In der Kampfabstimmung setzte sich Lafontaine dann bereits im ersten Wahlgang
mit klarer Mehrheit gegen den bisherigen Parteichef Rudolf Scharping durch.
Lafontaine erhielt 321 Stimmen, Scharping 190. Lafontaine sprach nach der
Wahl von einem bewegenden Moment. Er wisse, um die schwere Aufgabe, die auf
ihn zukomme. Die Partei bat er um Unterstuetzung. Der saarlaendische
Ministerpraesident bot Scharping, der noch Fraktionsvorsitzender der SPD im
Bundestag ist, eine vertrauensvolle Zusammenarbeit an. Scharping sagte vor
den Delegierten, die Partei habe jetzt Klarheit in der Personalfrage. Er bat
darum, Lafontaine uneingeschraenkt zu unterstuetzen.
Der Parteitag wurde mit der Wahl des Vorstandes fortgesetzt. Trotz der
Mahnung des neuen Vorsitzenden, Lafontaine, dass er Schroeder brauche, wurde
diesem ein klarer Denkzettel verpasst. Beim ersten Wahlgang verfehlter er
mit nur 253 Stimmen seinen Wiedereinzug in den Vorstand. Die meisten Stimmen
erhielt, wie vor zwei Jahren, Regine Hildebrand, die brandenburgische
Sozialministerin. Sie erreichte 464 Stimmen, dicht gefolgt von Reinhard
Hoeppner, Ministerpraesident von Sachsen Anhalt mit 438 Stimmen. Ebenfalls
in den Vorstand gewaehlt wurden die beiden JuSo-Mitglieder Benjamin
Mickfeld, der erst 23 Jahre alt ist, und Kerstin Griese. Renate Schmidt von
der Bayern-SPD ist auch wieder mit dabei, sie bekam 353 Stimmen.
Mit der Wahl Oskar Lafontaines zu ihrem neuen Vorsitzenden haben die
Delegierten des SPD-Parteitages auch Entscheidungen ueber politische Inhalte
getroffen, die Lafontaine in seiner fulminanten Rede gestern praesentiert
hatte. Federfuehrend hatte er den Antrag zu einer Modernisierung von
Wirtschaft und Statt mit ausgearbeitet, den die Delegierten am Abend mit
kleinen Aenderungen billigten.

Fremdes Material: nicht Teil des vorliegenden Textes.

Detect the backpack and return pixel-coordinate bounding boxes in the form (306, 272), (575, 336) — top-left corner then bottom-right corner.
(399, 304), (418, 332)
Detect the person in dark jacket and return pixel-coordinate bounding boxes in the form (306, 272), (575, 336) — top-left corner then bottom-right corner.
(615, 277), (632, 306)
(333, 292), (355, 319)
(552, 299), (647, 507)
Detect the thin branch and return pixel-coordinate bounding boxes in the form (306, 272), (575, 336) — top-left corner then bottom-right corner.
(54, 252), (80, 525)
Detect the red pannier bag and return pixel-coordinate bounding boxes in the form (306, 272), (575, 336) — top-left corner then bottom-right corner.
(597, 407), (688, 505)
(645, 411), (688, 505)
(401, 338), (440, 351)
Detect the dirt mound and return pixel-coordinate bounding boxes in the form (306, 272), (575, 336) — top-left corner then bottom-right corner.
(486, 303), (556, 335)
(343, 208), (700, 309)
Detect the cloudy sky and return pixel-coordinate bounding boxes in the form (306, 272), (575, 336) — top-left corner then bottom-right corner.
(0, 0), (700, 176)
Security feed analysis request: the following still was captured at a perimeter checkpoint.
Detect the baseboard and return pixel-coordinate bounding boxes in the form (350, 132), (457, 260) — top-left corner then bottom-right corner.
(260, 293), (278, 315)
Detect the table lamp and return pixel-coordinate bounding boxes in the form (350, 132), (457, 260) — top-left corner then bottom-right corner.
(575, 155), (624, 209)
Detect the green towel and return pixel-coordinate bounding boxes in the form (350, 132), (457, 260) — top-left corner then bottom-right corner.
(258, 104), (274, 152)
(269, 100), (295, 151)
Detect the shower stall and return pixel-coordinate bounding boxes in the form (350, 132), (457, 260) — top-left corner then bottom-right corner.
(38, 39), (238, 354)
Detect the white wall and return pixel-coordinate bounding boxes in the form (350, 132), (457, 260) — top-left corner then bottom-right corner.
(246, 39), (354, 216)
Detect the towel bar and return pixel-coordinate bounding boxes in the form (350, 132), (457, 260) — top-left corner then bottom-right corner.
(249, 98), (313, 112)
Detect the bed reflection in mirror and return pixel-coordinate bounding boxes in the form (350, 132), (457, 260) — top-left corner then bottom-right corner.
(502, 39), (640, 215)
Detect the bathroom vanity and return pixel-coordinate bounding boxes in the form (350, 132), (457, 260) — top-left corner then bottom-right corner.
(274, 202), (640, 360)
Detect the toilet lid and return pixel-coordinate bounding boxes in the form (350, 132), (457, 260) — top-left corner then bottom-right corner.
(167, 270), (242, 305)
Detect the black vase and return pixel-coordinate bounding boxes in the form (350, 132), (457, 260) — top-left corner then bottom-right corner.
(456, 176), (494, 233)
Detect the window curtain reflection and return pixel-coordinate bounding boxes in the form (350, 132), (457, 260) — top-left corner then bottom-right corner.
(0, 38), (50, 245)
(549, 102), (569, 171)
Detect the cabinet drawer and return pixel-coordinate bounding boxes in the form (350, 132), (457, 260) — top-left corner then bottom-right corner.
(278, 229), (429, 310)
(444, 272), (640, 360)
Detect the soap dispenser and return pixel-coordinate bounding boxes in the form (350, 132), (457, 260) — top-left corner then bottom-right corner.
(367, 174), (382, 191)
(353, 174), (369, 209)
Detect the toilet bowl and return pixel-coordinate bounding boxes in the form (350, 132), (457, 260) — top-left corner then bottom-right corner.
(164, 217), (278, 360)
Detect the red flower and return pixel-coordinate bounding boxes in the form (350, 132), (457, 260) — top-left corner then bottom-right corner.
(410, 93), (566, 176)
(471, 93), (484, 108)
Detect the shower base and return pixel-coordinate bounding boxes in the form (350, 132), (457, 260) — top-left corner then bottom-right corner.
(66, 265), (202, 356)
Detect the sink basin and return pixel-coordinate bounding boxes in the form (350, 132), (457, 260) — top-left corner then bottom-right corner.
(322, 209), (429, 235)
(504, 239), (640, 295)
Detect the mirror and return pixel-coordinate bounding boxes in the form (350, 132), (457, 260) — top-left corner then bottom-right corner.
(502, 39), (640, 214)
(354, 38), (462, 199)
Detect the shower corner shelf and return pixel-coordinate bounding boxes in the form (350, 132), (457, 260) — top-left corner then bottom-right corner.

Damit nimmt die SPD auch Abschied von ihrer
traditionellen Staatsglaeubigkeit. Die Ansprueche an den Staat muessten
heruntergeschraubt werden, nicht alles was wuenschenswert sei, sei auch
finanzierbar. Um das Problem der hohen Arbeitslosigkeit zu loesen setzt die
SPD vor allem auf eine Foerderung von Forschung und Entwicklung. Beim Thema
Aussenpolitik gab Lafontaine eindeutig die Linie vor, an der pazifistischen
Tradition der Partei festzuhalten. Lafontaine macht am Nachmittag noch
einmal seine ablehnende Haltung zu Kampfeinsaetzen der Bundeswehr deutlich.
Die Friedensmission sagte er, duerfe nicht in irgendeiner Form mit einer
Einheit, die explizit fuer Kampfauftraege ausgeruestet ist, belastet werden.
Dies werde auch die Bundestagsfraktion klarstellen.
Rudolf Scharping behaelt trotz seiner Abwahl als Vorsitzender eine wichtige
Rolle an der Parteispitze. Sein Einverstaendnis fuer einen der
Stellvertreterposten zu kandidieren wurde ihm hoch angerechnet. Die 93.2 %
duerften auch seinen Anspruch festigen, Fraktionsvorsitzender im Bundestag
zu bleiben. |
Reaktionen auf den Fuehrungswechsel in der SPD |
Die Bonner Regierungsparteien richten sich darauf ein, dass Oskar Lafontaine
den politischen Streit mit schaerferen Toenen fuehren wird als Rudolf
Scharping. Vorsichtshalber warnen Union und FDP schon einmal, die SPD habe
einen Linksruck vollzogen. Auch bei den Gruenen sieht man das so und man
macht sich Hoffnungen auf eine schlagkraeftige Opposition und einen
moeglichen Machtwechsel. Der Vorstandssprecher der Gruenen, Juergen Trettin,
sagte, jetzt koenne Oppositionsarbeit wieder richtig Spass machen, es koenne
sich endlich wieder etwas im verschlafenen Bonner Machtzentrum bewegen. Fuer
ihn sei das deshalb heute ein erfreulicher Tag: "Er oeffnet die Perspektive
hin zu einer Abloesung von Helmut Kohl." Das sah CDU-Generalsekretaer Peter
Hinze natuerlich ganz anders. Rot-Gruen, damit sei der Machtwechsel sowieso
nicht zu schaffen und das geplante Treffen Oskar Lafontaine mit dem
PDS-Gruppenchef im Bundestag, Gregor Gysi, zeige ja eindeutig, so Hinze, wo
die Reise hingehe. "Die Reise in der SPD geht weit nach links." Das, so
Hinze weiter, zeige auch Lafontaines "nein" zu Tornadoeinsaetzen der
Bundeswehr in Bosnien. Eine Ansicht, die auch FDP-Generalsekretaer Guido
Westerwelle teilt. Die Frage, ob sich die FDP jetzt nicht zusaetzliche
Sorgen ueber ihre Existenz machen muesse, wies Westerwelle allerdings als
unzutreffende zurueck. Ganz im Gegenteil, so Westerwelle, Oskar Lafontaine
bringe den einen oder den anderen Waehler vielleicht wieder zurueck zur FDP.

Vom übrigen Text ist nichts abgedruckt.